Why nbdev
Popular Python documentation standards such as numpy docstrings and sphinx facilitate documentation of source code with docstrings, which are limited in their expressiveness and functionality. Notebooks, on the other hand, offer a richer medium for authoring documentation (with markdown and code cells) compared to docstrings, and unlock new ways of documenting your code that are otherwhise infeasible.
Furthermore, traditional testing frameworks such as pytest and unittest encourage writing tests in a separate context that is disjointed from the associated source code and documentation. With nbdev, you write tests in the same context as your source code and documentation, such that tests can optionally become part of the narrative within your documentation.

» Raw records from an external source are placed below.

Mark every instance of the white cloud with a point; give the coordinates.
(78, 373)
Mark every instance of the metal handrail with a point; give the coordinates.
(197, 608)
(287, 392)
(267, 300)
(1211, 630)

Since nbdev allows your colleagues and users to view the tests, code and documentation in a single context with a REPL that invites experimentation, the way you author code, documentation and tests in nbdev are very different than traditional software development workflows.
In Notebook Best Practices we compare a function coded, tested, and documented in nbdev versus ordinary .py files. Here are a few of the challenges we faced with other approaches that led us to using nbdev. In .py files:
- Docstrings repeat information that is already contained in the function signature, such as names of parameters, default values, and types
- Examples are manually entered. This requires the author to copy and paste both the code and outputs. Furthermore, the author must manually re-enter or change these examples anytime the code changes, which is an error-prone process
- Examples are limited to short code snippets and cannot contain rich output like plots or graphics
- Examples cannot have prose interleaved with code except for code comments
- Readers of your code must copy and paste contents of the docstring if they wish to reproduce the examples.